Medi-Cal was established in 1965 to offer health care advantages to California residents on already receiving welfare. Since then, the types of people qualified to receive medical care benefits under Medi-Cal is broadened significantly. The Medi-Cal program continues to be referred to as a “patchwork” of programs because of the number of categories that were added. There are lots of eligibility categories that you might fall into. Typically, eligibility is based on income, property, and household composition. However, each factor is complex and might vary based upon which patient eligibility verification software you fall into.
Medi-Cal for Immigrants
Can immigrants be eligible for Medi-Cal? In order to be qualified to receive all Medi-Cal services, an individual should be categorized as having “satisfactory immigration status.” This may include citizens, lawful permanent residents and immigrants that come under Permanent Resident under Colour of Law” (PRUCOL).
Undocumented immigrants and immigrant groups which do not qualify as having satisfactory immigration status may qualify for limited health coverage under Medi-Cal. Limited coverage includes emergency services, pregnancy services, dialysis, and nursing homes. To be qualified for the entire range of services, the patient must meet Federal Medicaid law requirements for any “qualified alien.”
Qualified immigrants that are exempt through the five-year waiting period. This category includes refugees, trafficking victims, veteran families, and Asylees. A qualified non-citizen includes lawful present residents or green card holders, those entering the country from Cuba or Haiti, Battered spouses and kids, victims of human trafficking, refugees, and the spouses and youngsters of active military or veterans. Most of the qualified non-citizen groups will also be exempt from the five-year waiting period.
Lawfully present residents includes those with Humanitarian status, valid non-immigrant visa holders, those whose legal status was conferred by the following laws: temporary resident status, LIFE Act, Family Unity Individuals, and lawful residents in American Samoa and the Northern Mariana Islands.
States are allowed to extend services funded completely from the state to immigrant groups not qualified by federal standards. However, immigrants need to be aware that based on their situation, accepting public aid may negatively impact their immigration status.

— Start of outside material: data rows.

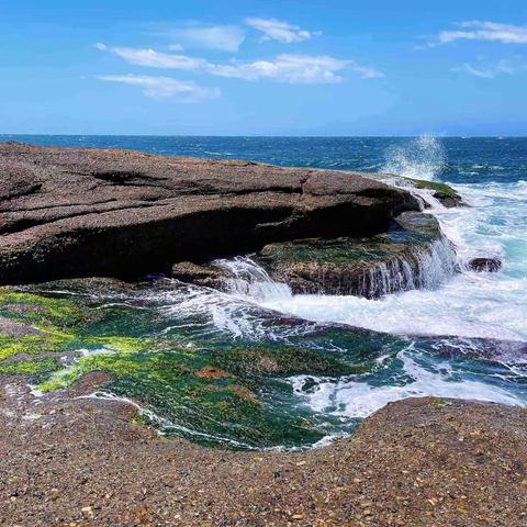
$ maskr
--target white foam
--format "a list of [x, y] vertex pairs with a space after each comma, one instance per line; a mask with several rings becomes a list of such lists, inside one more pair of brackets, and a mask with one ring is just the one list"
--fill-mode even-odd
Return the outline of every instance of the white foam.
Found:
[[304, 392], [302, 386], [306, 375], [291, 378], [290, 381], [295, 393], [314, 412], [347, 418], [367, 417], [390, 402], [423, 396], [525, 405], [525, 401], [498, 386], [468, 379], [455, 380], [455, 374], [447, 363], [439, 365], [436, 371], [431, 372], [421, 367], [407, 351], [399, 354], [397, 358], [403, 361], [403, 371], [408, 378], [405, 383], [372, 385], [360, 380], [318, 380], [314, 389]]

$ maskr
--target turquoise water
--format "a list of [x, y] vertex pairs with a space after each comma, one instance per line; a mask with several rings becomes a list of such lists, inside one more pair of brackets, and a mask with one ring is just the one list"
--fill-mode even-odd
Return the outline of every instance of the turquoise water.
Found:
[[[147, 306], [148, 317], [137, 325], [143, 334], [184, 337], [197, 348], [303, 346], [368, 365], [360, 374], [291, 375], [260, 386], [271, 412], [306, 416], [326, 439], [349, 433], [365, 416], [404, 397], [527, 404], [527, 138], [0, 136], [8, 139], [390, 172], [451, 183], [470, 208], [447, 210], [422, 192], [456, 245], [462, 269], [434, 289], [379, 300], [292, 295], [250, 260], [231, 260], [223, 265], [248, 272], [248, 288], [227, 294], [168, 281], [162, 292], [153, 289], [117, 300]], [[464, 265], [476, 256], [498, 257], [503, 268], [470, 272]], [[116, 299], [109, 293], [99, 300], [104, 305]], [[123, 389], [119, 395], [131, 392]], [[153, 410], [166, 419], [167, 433], [192, 437], [192, 427], [181, 433], [162, 405]], [[261, 446], [244, 442], [234, 428], [231, 434], [238, 445]], [[309, 445], [310, 439], [284, 440], [282, 446], [295, 444]]]

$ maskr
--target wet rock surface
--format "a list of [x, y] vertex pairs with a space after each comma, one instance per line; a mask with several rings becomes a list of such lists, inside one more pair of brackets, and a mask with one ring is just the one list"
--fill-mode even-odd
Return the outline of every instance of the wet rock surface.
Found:
[[0, 281], [167, 272], [270, 242], [381, 232], [417, 210], [357, 173], [0, 145]]
[[497, 272], [502, 268], [498, 258], [472, 258], [468, 265], [469, 269], [475, 272]]
[[[408, 212], [397, 216], [384, 234], [270, 244], [259, 251], [257, 260], [293, 293], [371, 299], [424, 287], [423, 265], [440, 258], [442, 255], [435, 254], [439, 250], [448, 251], [448, 242], [437, 221]], [[453, 248], [450, 250], [453, 255]], [[445, 272], [449, 272], [449, 265], [453, 272], [452, 262], [444, 264]]]
[[507, 526], [527, 511], [527, 411], [392, 403], [350, 439], [233, 452], [157, 436], [119, 402], [0, 384], [0, 523]]
[[193, 264], [191, 261], [175, 264], [170, 276], [181, 282], [214, 289], [225, 289], [227, 280], [232, 279], [226, 269], [211, 265]]

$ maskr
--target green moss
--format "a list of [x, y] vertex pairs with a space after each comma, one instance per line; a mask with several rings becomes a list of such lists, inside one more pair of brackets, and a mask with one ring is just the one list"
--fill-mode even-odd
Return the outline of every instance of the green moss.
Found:
[[58, 358], [18, 360], [0, 363], [0, 375], [43, 375], [61, 367]]
[[37, 388], [54, 391], [92, 371], [110, 373], [106, 386], [136, 399], [175, 424], [171, 430], [201, 442], [231, 446], [272, 446], [313, 442], [323, 434], [306, 418], [278, 413], [245, 388], [240, 378], [197, 375], [211, 357], [183, 349], [92, 355], [55, 371]]
[[458, 194], [458, 192], [447, 183], [441, 183], [438, 181], [428, 181], [426, 179], [413, 179], [413, 178], [404, 178], [404, 179], [410, 181], [416, 189], [434, 190], [436, 192], [439, 192], [439, 194], [444, 197], [461, 201], [461, 197]]
[[0, 314], [40, 328], [76, 327], [94, 315], [69, 299], [0, 288]]
[[239, 377], [289, 377], [304, 373], [343, 375], [362, 373], [365, 371], [363, 365], [351, 365], [327, 354], [285, 346], [276, 348], [231, 348], [214, 354], [212, 361], [215, 366]]
[[40, 355], [45, 352], [58, 352], [65, 350], [71, 340], [70, 335], [24, 335], [12, 337], [0, 335], [0, 361], [20, 354]]

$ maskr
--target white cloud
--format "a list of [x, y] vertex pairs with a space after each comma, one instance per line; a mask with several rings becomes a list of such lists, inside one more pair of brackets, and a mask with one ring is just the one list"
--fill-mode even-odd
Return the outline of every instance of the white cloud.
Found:
[[170, 77], [149, 77], [141, 75], [100, 75], [99, 80], [122, 82], [143, 88], [143, 93], [153, 98], [172, 98], [178, 102], [199, 102], [214, 99], [221, 94], [217, 88], [204, 88], [192, 81], [182, 81]]
[[497, 22], [484, 22], [471, 20], [456, 24], [459, 29], [455, 31], [441, 31], [438, 44], [448, 44], [455, 41], [487, 41], [502, 44], [527, 44], [527, 25], [501, 24]]
[[99, 47], [102, 51], [110, 51], [128, 64], [147, 66], [150, 68], [183, 69], [193, 71], [203, 68], [206, 60], [193, 58], [187, 55], [175, 55], [155, 52], [154, 49], [138, 49], [133, 47]]
[[233, 60], [226, 64], [215, 64], [203, 58], [159, 53], [154, 49], [101, 46], [100, 49], [114, 53], [128, 64], [136, 66], [180, 69], [249, 81], [268, 79], [291, 85], [334, 83], [343, 80], [340, 74], [345, 69], [358, 72], [363, 79], [384, 77], [381, 71], [372, 67], [361, 66], [355, 60], [343, 60], [327, 55], [282, 54], [268, 60], [248, 63]]
[[282, 44], [307, 41], [313, 35], [319, 34], [302, 30], [298, 25], [289, 24], [288, 22], [282, 22], [277, 19], [248, 18], [245, 19], [245, 23], [264, 33], [264, 40], [277, 41]]
[[328, 56], [278, 55], [273, 60], [211, 65], [209, 72], [220, 77], [257, 81], [269, 79], [291, 85], [334, 83], [343, 80], [339, 72], [346, 68], [360, 72], [362, 78], [382, 77], [373, 68], [358, 66], [352, 60]]
[[172, 31], [170, 36], [189, 46], [235, 53], [245, 41], [245, 31], [237, 25], [190, 26]]
[[511, 59], [502, 59], [496, 64], [479, 64], [475, 66], [466, 63], [462, 66], [452, 68], [452, 71], [461, 71], [482, 79], [494, 79], [500, 75], [516, 75], [527, 71], [527, 64]]

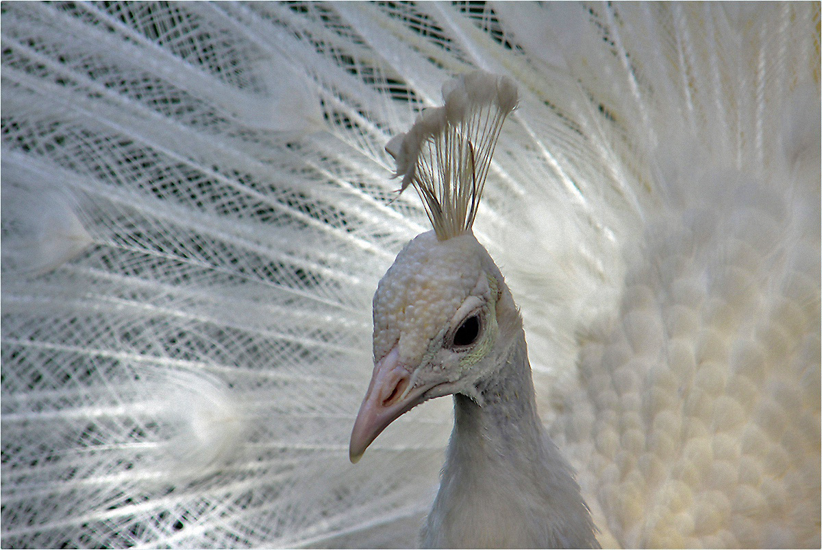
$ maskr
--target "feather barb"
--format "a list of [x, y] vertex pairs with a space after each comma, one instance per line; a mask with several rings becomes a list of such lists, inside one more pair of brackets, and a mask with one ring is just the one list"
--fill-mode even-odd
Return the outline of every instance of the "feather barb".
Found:
[[406, 133], [386, 146], [403, 176], [413, 184], [437, 239], [471, 231], [496, 139], [516, 107], [509, 78], [483, 71], [462, 75], [442, 87], [441, 107], [425, 109]]

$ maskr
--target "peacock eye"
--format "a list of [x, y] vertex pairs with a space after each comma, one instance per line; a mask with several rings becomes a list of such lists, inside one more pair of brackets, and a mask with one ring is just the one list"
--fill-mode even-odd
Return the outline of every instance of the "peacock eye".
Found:
[[454, 347], [470, 346], [479, 336], [479, 315], [471, 315], [454, 333]]

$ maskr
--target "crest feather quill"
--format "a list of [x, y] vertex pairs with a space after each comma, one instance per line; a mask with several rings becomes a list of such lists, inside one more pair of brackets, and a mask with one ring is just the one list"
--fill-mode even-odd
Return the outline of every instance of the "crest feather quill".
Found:
[[506, 77], [474, 71], [442, 86], [441, 107], [425, 109], [406, 133], [386, 145], [403, 176], [413, 184], [436, 238], [468, 233], [483, 195], [491, 157], [517, 90]]

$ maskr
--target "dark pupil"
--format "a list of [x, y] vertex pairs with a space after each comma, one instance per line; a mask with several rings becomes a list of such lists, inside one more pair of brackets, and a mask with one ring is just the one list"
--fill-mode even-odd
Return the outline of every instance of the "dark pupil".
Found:
[[454, 333], [455, 346], [468, 346], [473, 343], [479, 335], [479, 317], [472, 315], [469, 317], [457, 329]]

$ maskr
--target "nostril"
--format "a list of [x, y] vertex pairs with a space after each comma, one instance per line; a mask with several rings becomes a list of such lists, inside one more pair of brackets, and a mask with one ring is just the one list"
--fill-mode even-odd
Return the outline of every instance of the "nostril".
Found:
[[382, 406], [388, 407], [392, 403], [394, 403], [394, 401], [399, 399], [399, 396], [402, 395], [403, 392], [405, 391], [405, 388], [408, 386], [408, 385], [409, 385], [408, 378], [404, 376], [400, 378], [399, 380], [397, 382], [396, 385], [394, 386], [394, 389], [391, 390], [390, 395], [389, 395], [388, 397], [386, 397], [385, 399], [382, 400]]

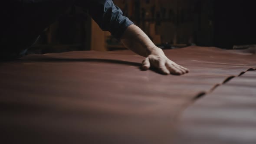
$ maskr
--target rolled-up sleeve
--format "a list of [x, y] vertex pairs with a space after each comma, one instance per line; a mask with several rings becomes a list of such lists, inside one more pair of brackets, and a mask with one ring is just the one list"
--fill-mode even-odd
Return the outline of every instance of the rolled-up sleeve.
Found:
[[120, 39], [126, 28], [134, 24], [123, 16], [121, 10], [112, 0], [91, 1], [88, 7], [89, 14], [102, 30], [109, 31], [115, 38]]

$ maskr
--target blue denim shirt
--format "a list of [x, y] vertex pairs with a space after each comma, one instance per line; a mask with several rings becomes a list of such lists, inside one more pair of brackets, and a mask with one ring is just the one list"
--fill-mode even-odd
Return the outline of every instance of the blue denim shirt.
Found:
[[86, 0], [89, 14], [104, 31], [109, 31], [115, 38], [119, 39], [126, 28], [134, 24], [123, 16], [120, 9], [112, 0]]

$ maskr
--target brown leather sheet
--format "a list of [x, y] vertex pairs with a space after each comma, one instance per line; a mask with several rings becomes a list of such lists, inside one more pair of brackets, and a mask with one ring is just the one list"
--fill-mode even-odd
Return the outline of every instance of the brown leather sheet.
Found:
[[165, 51], [190, 69], [181, 76], [141, 71], [143, 58], [128, 51], [30, 55], [1, 62], [3, 141], [171, 143], [180, 116], [195, 98], [256, 68], [255, 55], [237, 52], [196, 46]]

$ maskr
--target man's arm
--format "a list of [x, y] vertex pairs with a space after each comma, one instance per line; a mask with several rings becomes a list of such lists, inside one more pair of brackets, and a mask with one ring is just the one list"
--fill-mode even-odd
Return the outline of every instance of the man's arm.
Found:
[[155, 46], [148, 36], [135, 25], [131, 25], [126, 29], [121, 41], [131, 51], [146, 57], [142, 62], [143, 70], [154, 67], [165, 75], [180, 75], [189, 72], [187, 69], [169, 59], [163, 50]]
[[109, 31], [114, 37], [121, 39], [126, 47], [146, 57], [142, 62], [143, 69], [154, 67], [164, 74], [182, 75], [188, 72], [187, 69], [169, 59], [144, 32], [123, 16], [112, 0], [81, 1], [80, 5], [87, 6], [89, 14], [102, 29]]

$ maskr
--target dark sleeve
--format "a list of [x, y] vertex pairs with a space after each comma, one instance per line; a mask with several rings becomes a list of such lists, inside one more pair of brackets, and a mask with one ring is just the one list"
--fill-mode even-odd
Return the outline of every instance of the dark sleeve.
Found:
[[134, 24], [112, 0], [91, 1], [89, 14], [102, 30], [109, 31], [115, 38], [120, 39], [126, 28]]

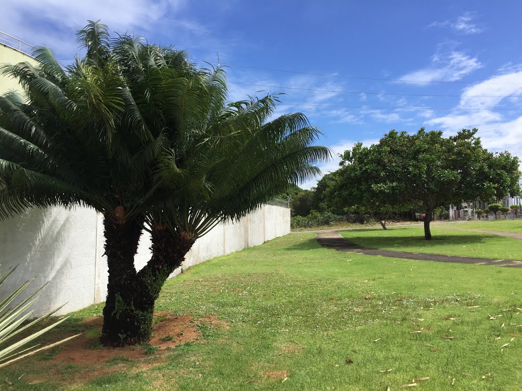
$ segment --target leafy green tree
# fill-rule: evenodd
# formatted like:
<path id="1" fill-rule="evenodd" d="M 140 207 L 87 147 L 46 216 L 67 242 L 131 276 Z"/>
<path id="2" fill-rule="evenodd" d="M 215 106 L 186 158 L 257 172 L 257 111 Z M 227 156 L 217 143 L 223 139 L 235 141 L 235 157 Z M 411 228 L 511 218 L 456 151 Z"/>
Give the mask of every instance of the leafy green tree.
<path id="1" fill-rule="evenodd" d="M 195 241 L 308 180 L 330 156 L 301 113 L 269 120 L 277 96 L 227 103 L 222 69 L 106 26 L 78 33 L 86 55 L 64 69 L 39 48 L 36 67 L 6 65 L 23 96 L 0 99 L 0 217 L 81 205 L 104 217 L 109 267 L 102 339 L 150 336 L 163 283 Z M 152 254 L 134 266 L 139 238 Z"/>
<path id="2" fill-rule="evenodd" d="M 386 182 L 387 178 L 399 175 L 394 172 L 399 168 L 391 157 L 377 145 L 364 146 L 361 143 L 345 151 L 341 168 L 330 175 L 328 189 L 323 191 L 326 202 L 347 212 L 370 214 L 386 229 L 392 212 L 407 211 L 412 206 L 396 183 Z"/>
<path id="3" fill-rule="evenodd" d="M 381 211 L 413 205 L 425 214 L 424 237 L 431 239 L 436 207 L 520 192 L 518 158 L 488 152 L 477 131 L 444 138 L 423 128 L 411 135 L 392 130 L 376 144 L 356 144 L 342 157 L 338 199 L 360 210 L 375 204 Z"/>
<path id="4" fill-rule="evenodd" d="M 502 207 L 502 204 L 499 203 L 492 203 L 490 204 L 486 207 L 485 210 L 488 212 L 491 212 L 492 213 L 495 215 L 495 219 L 496 219 L 496 214 L 500 212 L 501 209 Z"/>
<path id="5" fill-rule="evenodd" d="M 520 210 L 520 206 L 519 205 L 517 205 L 517 204 L 515 204 L 515 205 L 512 205 L 509 207 L 511 209 L 511 210 L 513 212 L 515 212 L 515 218 L 518 218 L 518 211 Z"/>
<path id="6" fill-rule="evenodd" d="M 505 215 L 506 213 L 508 213 L 509 211 L 509 207 L 502 205 L 502 206 L 501 206 L 500 209 L 499 209 L 499 211 L 501 213 L 503 213 L 504 215 Z"/>
<path id="7" fill-rule="evenodd" d="M 303 190 L 290 201 L 292 216 L 307 216 L 314 208 L 314 193 L 312 190 Z"/>

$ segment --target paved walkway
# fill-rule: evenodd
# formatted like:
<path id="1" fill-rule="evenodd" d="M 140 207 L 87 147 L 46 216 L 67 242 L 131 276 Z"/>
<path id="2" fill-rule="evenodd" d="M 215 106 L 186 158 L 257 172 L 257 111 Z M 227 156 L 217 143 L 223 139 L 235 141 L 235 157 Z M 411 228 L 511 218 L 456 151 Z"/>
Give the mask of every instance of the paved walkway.
<path id="1" fill-rule="evenodd" d="M 355 252 L 367 255 L 381 255 L 392 258 L 416 259 L 421 261 L 434 261 L 437 262 L 453 262 L 468 263 L 476 265 L 493 265 L 506 267 L 522 267 L 522 261 L 512 261 L 491 258 L 478 258 L 471 256 L 443 255 L 438 254 L 396 251 L 392 250 L 378 250 L 365 247 L 351 242 L 339 234 L 338 231 L 322 232 L 316 235 L 317 242 L 323 247 L 333 249 L 338 251 Z"/>

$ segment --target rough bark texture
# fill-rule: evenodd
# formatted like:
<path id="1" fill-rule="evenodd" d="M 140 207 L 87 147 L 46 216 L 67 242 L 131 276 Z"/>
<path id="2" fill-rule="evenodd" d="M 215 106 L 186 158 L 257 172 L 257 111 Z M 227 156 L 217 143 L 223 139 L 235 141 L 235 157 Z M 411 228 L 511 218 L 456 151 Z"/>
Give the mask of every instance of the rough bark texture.
<path id="1" fill-rule="evenodd" d="M 113 346 L 135 345 L 149 340 L 155 302 L 194 241 L 164 227 L 153 227 L 152 256 L 136 273 L 134 255 L 141 233 L 139 225 L 129 223 L 115 227 L 112 219 L 106 217 L 105 223 L 109 279 L 102 340 Z M 127 228 L 127 225 L 134 229 Z"/>
<path id="2" fill-rule="evenodd" d="M 430 230 L 430 223 L 431 223 L 433 212 L 426 210 L 424 216 L 424 239 L 426 240 L 431 240 L 431 231 Z"/>
<path id="3" fill-rule="evenodd" d="M 136 334 L 136 314 L 128 313 L 123 308 L 124 303 L 133 301 L 134 256 L 142 228 L 136 222 L 122 220 L 121 216 L 110 213 L 105 213 L 103 219 L 109 283 L 102 340 L 112 346 L 123 345 L 128 336 Z"/>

The Department of Homeland Security is able to refuse an individual’s entry or re-entry into the Usa, or prevent a person from becoming a permanent Usa resident when they believe the patient will probably be a “public charge” or someone that will be dependent on public benefits.
Immigrants without a green card and legal permeant residents are protected when they use Medi-Cal and Healthy Families, prenatal care, low-cost clinics and health centers. Those immigrant groups can utilize these programs without the fear of being seen as a potential public charge.
To be categorized as disabled for Medi-Cal eligibility, you have to fulfill the Social Security Administration’s meaning of disability. The Social Security Administration defines disability as somebody who jaaala unable to take part in substantial gainful activity (SGA) because of a medically-determined physical or mental impairment that (1) is expected to lead to death, or (2) has lasted or possibly is expected to last longer than 12 continuous months.
Those asserting a disability other than blindness under the Aged/Disabled or Medically Needy Programs need to meet the Social Security Administration’s criteria for being unable to engage in “substantial gainful activity” (SGA). In case your job is considered SGA, you may be disqualified. However, should your work is considered SGA, however you still fulfill the Social Security Administration’s definition of disabled, you may be eligible under the 250% Working Disabled Program.